As to online quoting, Lightning Label was not the first, the second nor the third online label player to offer instant online pricing. MaverickLabel.com launched and owns patents on online label quoting that predate the existence of Lightning Label. Lightning Label’s quoters are neither sophisticated nor particularly difficult to replicate – many dozens of sites have done so with their own unique variations. Most simple labels can be quoted with quoters that might take a week to build, or less, if you have the experience and the team to do so.
MaverickLabel.com has the most difficult to emulate label quoters there are, in the world. They built them to feed not just one type of label equipment (as Lightning and many others have) but all types. Within their model, it’s about meeting customer needs not equipment to feed. They have quoters for Digital, Flexo, Stamping, Embossing and more, including blanks. They match the right equipment to the customers’ needs, making quoting easy.
Articles, such as this one, while well intentioned, point out the general lack of understanding about retail print commerce within the overall industry. Vistaprint has no meaningful competitors, online. Lightning Label has hundreds, with varying degrees of sophistication in site functionalities and the label products customers can order: ranging from simple like Lightning Labels to very complex like MaverickLabel.com

Comment from Dave Erlandson
Time November 13, 2013 at 2:42 pm

Mark, thank you for the thoughtful comment. Steve Smith was saying he thinks he can only take the internet ordering model so far for labels and then a CSR needs to get involved. I see the MaverickLabel.com site goes further online with the order. It appears that MaverickLabel.com is able to process new orders without a conversation with the customer? Is that right? If so that should be a winning model for selling short run jobs.
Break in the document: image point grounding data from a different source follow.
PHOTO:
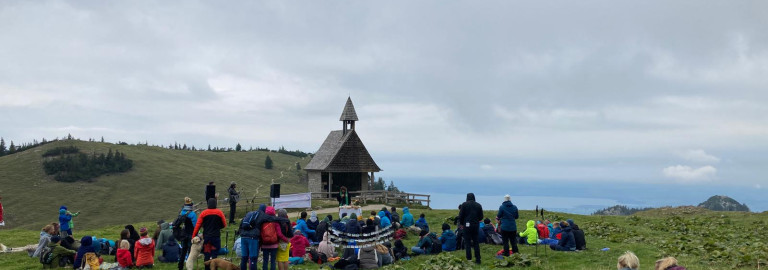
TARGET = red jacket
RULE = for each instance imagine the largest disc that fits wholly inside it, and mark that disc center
(124, 257)
(299, 245)
(144, 251)
(543, 231)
Comment from Mark Thompson
Time November 13, 2013 at 3:17 pm

Dave, thanks for your reply. You are correct, MaverickLabel.com is able to process new and repeat orders and repeat orders with changes without CSR intervention. This includes the ability to provie proofing on any custom order, new or repeat. In fact, most orders for MaverickLabel.com do not involve CSRs in any way. Though they do have a very experienced CSR staff.

Providing instant online pricing that reflects all of the on-demand printing and finishing attributes that meet customer expectations, retaining the attributes and artwork for orders placed online and enabling re-orders requires a significant investment. MaverickLabel.com is, in our experience, one of the few online label companies that has sourced and invested in the right combination of label product experts and IT professionals to create a winning approach that works error free, every time, for every type of customer and order, for the widest array of short run label and finishing options.

The tougher challenge for a company interested in selling short run labels online (or any short run printed products) is to be found, organically, by search engines. MaverickLabel.com, and others, will tell you that the investment in a winning approach to selling POD on-line, only has meaningful ROI if your site is found. These companies invest heavily in evergreen commitments to Search Optimization and Marketing to ensure that their sites are found through the most effective and affordable strategies possible.